Adya, Andira, Rumah
Mengetahui Adya sudah sampai di rumahnya, dengan langkah malas Andira menuju pintu.
Saat Andira membuka pintu, begitu terkejutnya, saat ia melihat Adya bersama Alam di sana.
“Kak Alam!” Andira memekik terkejut.
Alam tersenyum saat namanya dipanggil. “Hai,” sahutnya.
Andira mengerjapkan mata berkali-kali, sangking tidak percayanya ia.
“Kakak mau ngapain ke sini?” tanyanya pada Alam sampai ia tidak menghiraukan keberadaan Adya.
“Mau bahas materi yang dikasih pak Dipta, karena kamu pingsan tadi jadi kita mutusin buat bahas di rumah kamu, nggak apa-apa, kan?” tanya Alam memastikan.

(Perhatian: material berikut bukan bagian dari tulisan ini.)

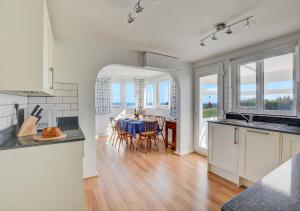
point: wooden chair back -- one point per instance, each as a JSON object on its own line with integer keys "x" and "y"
{"x": 150, "y": 126}
{"x": 161, "y": 122}
{"x": 148, "y": 117}
{"x": 112, "y": 122}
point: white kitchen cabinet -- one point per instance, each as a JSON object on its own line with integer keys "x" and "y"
{"x": 223, "y": 147}
{"x": 290, "y": 146}
{"x": 259, "y": 153}
{"x": 47, "y": 177}
{"x": 26, "y": 52}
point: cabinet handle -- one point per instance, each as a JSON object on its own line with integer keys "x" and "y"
{"x": 235, "y": 141}
{"x": 258, "y": 132}
{"x": 52, "y": 72}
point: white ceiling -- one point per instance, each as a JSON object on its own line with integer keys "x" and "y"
{"x": 174, "y": 27}
{"x": 118, "y": 71}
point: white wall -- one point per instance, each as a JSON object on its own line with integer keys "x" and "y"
{"x": 80, "y": 63}
{"x": 7, "y": 109}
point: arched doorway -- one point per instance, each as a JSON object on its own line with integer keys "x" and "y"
{"x": 117, "y": 104}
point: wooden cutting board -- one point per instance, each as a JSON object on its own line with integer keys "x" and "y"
{"x": 40, "y": 137}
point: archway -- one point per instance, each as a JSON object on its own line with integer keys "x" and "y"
{"x": 109, "y": 71}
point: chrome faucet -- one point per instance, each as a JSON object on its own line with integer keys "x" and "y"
{"x": 248, "y": 120}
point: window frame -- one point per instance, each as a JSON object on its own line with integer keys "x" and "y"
{"x": 145, "y": 94}
{"x": 158, "y": 105}
{"x": 125, "y": 86}
{"x": 258, "y": 58}
{"x": 119, "y": 82}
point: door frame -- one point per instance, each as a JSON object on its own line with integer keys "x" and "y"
{"x": 201, "y": 72}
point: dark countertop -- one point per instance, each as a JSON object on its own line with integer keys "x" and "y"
{"x": 8, "y": 139}
{"x": 261, "y": 125}
{"x": 279, "y": 190}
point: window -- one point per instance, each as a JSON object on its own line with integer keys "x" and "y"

Dengan sigap Andira mengangguk. “Ya, nggak apa-apa, masuk, kak.” Andira mempersilahkan Alam masuk.
“Gue?” Adya bersuara saat Andira hendak meninggalkan dirinya tanpa mempersilahkan masuk juga.
Andira mendengkus kesal. “Ya ....” Andira menjeda ucapannya. “Keluar,” katanya.
Adya terkekeh, ia melangkah masuk ke rumah Andira, lelaki itu tau pasti Andira hanya bercanda.
“Eh, ada tamu,” ucap Dona setibanya mereka di ruang tamu.
“Halo tante saya alam,” ucap Alam memperkenalkan diri serta menyalami tangan Dona.
“Saya Adya tante, teman sekelas Andira.” Sambung Adya yang juga menyalami tangan Dona.
Dona tersenyum bahagia melihat Andira yang kini lebih terbuka dan mempunyai banyak teman.
“Silahkan duduk,” ucap Dona mempersilahkan keduanya untuk duduk di sofa ruang tengah.
Tanpa protes Alam dan Adya menurut.
“Nak, buat minum gih.”
“Gak usah disuruh juga gue bikin,” kata Andira dengan muka melas.
Moodnya terlanjur jelek karena Dona.
Adya memperhatikan gerak-gerik Andira yang sedang berada di dapur. Ia menyadari ada hal yang berbeda darinya.
“Nih minum,” ucap Andira setelah membuatkan minuman untuk Adya dan Alam.
“Materinya ada berapa banyak, sih?” tanya Andira seraya memperhatikan kertas-kertas yang sudah berserakan di atas meja.
Adya dan Alam saling melempar tatapan, merasa aneh dengan nada bicara Andira.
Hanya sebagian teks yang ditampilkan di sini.